Skip to content

SYM01/htmlsanitizer

Repository files navigation

Golang HTML Sanitizer / Filter

Go Reference Go codecov

htmlsanitizer is a super fast, allowlist-based HTML sanitizer (HTML filter) written in Golang. A built-in, secure-by-default allowlist helps you filter out any dangerous HTML content.

Why use htmlsanitizer?

  • Fast, a Finite State Machine was implemented internally, making the time complexity always O(n).
  • Highly customizable, allows you to modify the allowlist, or simply disable all HTML tags.
  • Dependency free.

Install

go get -u github.com/sym01/htmlsanitizer

Getting Started

Use the secure-by-default allowlist

Simply use the secure-by-default allowlist to sanitize untrusted HTML.

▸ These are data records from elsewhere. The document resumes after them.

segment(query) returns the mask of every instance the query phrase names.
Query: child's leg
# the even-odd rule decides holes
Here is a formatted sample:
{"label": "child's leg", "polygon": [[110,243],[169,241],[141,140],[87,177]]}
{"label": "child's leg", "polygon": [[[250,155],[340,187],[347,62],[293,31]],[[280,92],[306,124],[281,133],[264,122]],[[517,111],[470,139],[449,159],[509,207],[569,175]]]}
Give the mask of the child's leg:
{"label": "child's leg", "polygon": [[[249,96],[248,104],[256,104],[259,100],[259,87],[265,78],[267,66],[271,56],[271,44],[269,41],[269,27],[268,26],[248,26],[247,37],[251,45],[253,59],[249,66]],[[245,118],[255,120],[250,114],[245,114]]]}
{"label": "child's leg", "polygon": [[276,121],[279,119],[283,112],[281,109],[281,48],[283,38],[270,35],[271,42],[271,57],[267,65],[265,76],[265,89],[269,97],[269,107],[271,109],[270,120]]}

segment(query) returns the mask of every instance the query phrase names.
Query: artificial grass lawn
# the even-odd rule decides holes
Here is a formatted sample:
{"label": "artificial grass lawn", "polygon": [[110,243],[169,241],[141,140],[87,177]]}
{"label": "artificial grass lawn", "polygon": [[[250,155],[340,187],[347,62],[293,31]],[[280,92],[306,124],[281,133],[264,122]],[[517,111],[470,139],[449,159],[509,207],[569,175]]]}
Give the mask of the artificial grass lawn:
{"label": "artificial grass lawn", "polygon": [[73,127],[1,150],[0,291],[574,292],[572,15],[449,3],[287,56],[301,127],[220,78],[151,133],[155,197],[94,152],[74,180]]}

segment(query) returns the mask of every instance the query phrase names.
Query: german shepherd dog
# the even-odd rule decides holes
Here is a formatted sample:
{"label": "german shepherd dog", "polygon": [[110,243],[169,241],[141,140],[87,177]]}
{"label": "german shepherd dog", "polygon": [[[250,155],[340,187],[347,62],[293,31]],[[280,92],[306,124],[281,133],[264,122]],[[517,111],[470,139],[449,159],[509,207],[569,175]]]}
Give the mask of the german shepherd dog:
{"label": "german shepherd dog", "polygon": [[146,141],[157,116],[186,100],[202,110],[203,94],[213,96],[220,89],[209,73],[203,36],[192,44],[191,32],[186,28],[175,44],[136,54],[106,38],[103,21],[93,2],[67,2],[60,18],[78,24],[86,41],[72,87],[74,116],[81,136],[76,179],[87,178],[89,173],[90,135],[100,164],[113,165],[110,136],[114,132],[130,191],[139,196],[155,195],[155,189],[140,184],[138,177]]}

sanitizedHTML, err := htmlsanitizer.SanitizeString(rawHTML)

Disable the id attribute globally

By default, htmlsanitizer allows the id attribute globally. If we do NOT allow the id attribute, we can simply override the GlobalAttr.

s := htmlsanitizer.NewHTMLSanitizer()
s.GlobalAttr = []string{"class"}

sanitizedHTML, err := s.SanitizeString(rawHTML)

Disable or add HTML tag

s := htmlsanitizer.NewHTMLSanitizer()
// remove <a> tag
s.RemoveTag("a")

// add a custom tag named my-tag, which allows my-attr attribute
customTag := &htmlsanitizer.Tag{
    Name: "my-tag",
    Attr: []string{"my-attr"},
}
s.AllowList.Tags = append(s.AllowList.Tags, customTag)

sanitizedHTML, err := s.SanitizeString(rawHTML)

Disable all HTML tags

You can also use htmlsanitizer to remove all HTML tags.

s := htmlsanitizer.NewHTMLSanitizer()
// just set AllowList to nil to disable all tags
s.AllowList = nil

sanitizedHTML, err := s.SanitizeString(rawHTML)